I'm Stéphane, a robotics researcher in the Willow team at Inria Paris working on visual locomotion and manipulation tasks. I have developed motion control software for HRP-4 humanoids, ANYmal quadrupeds, and Upkie wheeled bipeds. You can read the algorithms in the corresponding publications or grab the code on GitHub. Occasionally, I toot and post technical notes to this website. Don't hesitate to send me an e-mail.

Robot locomotion

What's keeping walking machines from being useful yet? Perhaps it has to do with the way we design their behaviors, which is geared toward repeatable demos and has a hard time dealing with the variability that happens in the real world. For example, the walking controller I worked on for the HRP-4 humanoid achieved relatively complex tasks like stair climbing, but wouldn't know how to react to unscriped situations like banging the head on a ceiling (crouch) or falling forward after missing a step (extend arms).

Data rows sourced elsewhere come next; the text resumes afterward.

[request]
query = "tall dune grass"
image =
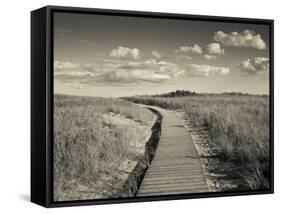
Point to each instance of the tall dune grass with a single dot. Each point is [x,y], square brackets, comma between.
[238,128]
[88,149]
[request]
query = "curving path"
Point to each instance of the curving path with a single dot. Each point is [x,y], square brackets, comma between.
[176,166]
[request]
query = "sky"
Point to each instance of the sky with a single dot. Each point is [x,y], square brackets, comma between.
[115,56]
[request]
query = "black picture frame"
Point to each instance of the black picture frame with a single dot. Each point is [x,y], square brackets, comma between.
[42,103]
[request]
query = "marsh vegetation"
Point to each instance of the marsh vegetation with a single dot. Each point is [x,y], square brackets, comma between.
[238,131]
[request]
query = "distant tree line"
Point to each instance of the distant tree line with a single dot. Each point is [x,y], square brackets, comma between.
[177,93]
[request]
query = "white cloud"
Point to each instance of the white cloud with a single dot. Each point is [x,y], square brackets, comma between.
[210,51]
[255,65]
[213,49]
[245,38]
[125,53]
[189,51]
[206,70]
[156,54]
[59,65]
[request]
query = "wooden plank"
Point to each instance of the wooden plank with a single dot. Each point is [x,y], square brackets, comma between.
[176,166]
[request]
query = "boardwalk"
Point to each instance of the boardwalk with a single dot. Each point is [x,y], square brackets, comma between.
[175,168]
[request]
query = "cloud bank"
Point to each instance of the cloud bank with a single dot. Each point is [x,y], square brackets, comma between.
[206,70]
[245,38]
[125,53]
[210,51]
[255,66]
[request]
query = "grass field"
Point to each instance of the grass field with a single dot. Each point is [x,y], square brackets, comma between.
[238,128]
[93,137]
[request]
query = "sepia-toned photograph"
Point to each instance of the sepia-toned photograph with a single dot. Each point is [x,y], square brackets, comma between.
[147,106]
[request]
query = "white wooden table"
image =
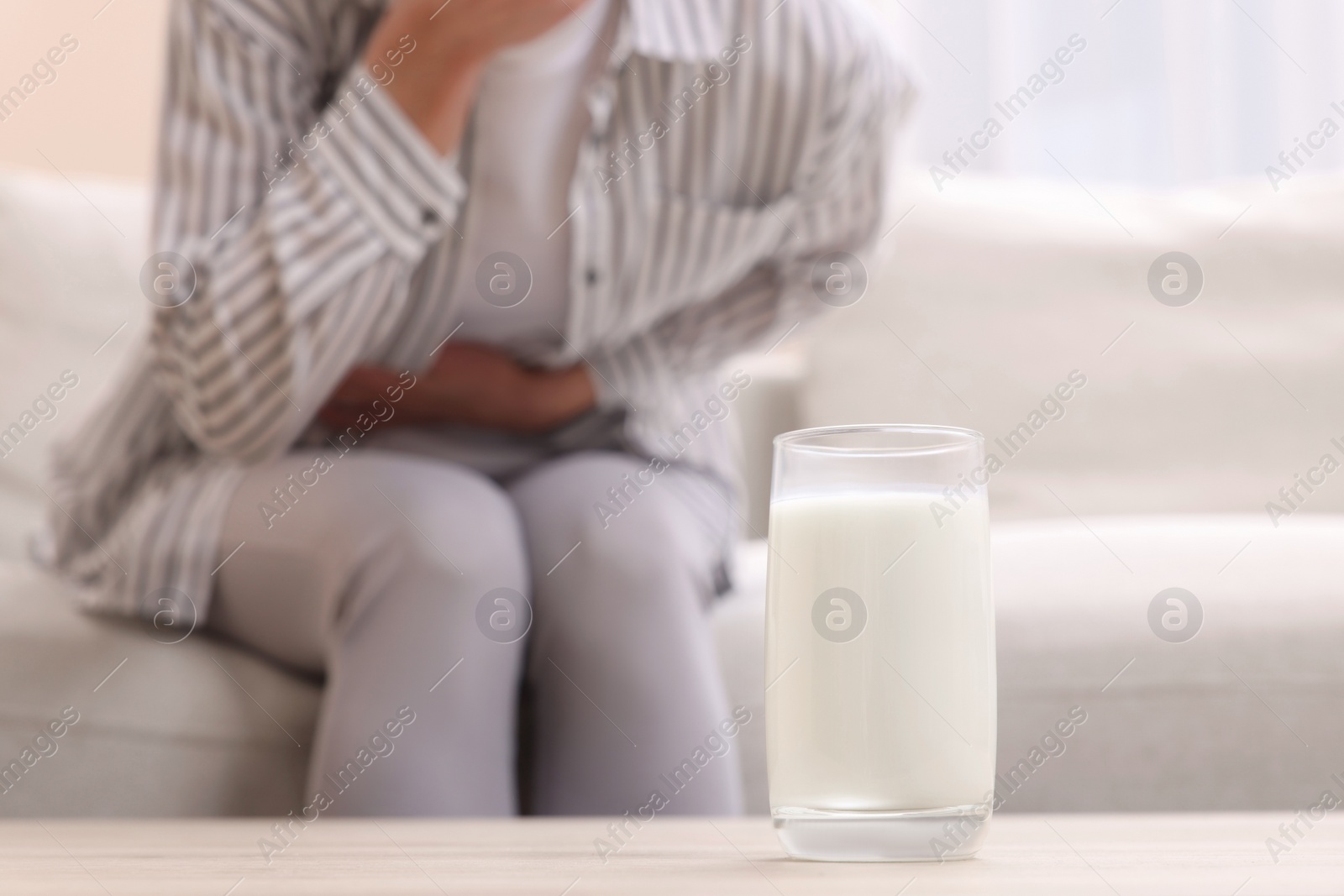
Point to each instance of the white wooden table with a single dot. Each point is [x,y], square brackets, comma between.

All the strategies it knew were implemented by control systems, where new behaviors come with their own parameters to tune, and the code gets increasingly complex as we try to teach it more and more behaviors.

I search for methods and sensory representations that will allow us to go beyond the complexity ceiling we hit with control systems. On the way I built Upkie, a wheeled biped that proudly stands on sawed broomsticks (among other mechanical marvels), is fully makeable at home and moves around with open source locomotion software. Upkie is a great testing partner to try all kinds of things. Its Python brain runs at a slow pace on a Raspberry Pi, which is OK because valuable tasks like balancing can be performed at remarkably low frequencies.

Open access

I'm a strong supporter of open access and was fortunate to be able to release my research works as pre-prints and source code for all but a few exceptions. On top of open access, I see three ways in which the robotics community can improve itself: overlay journals, post-prints, and raising our standards in terms of code distribution.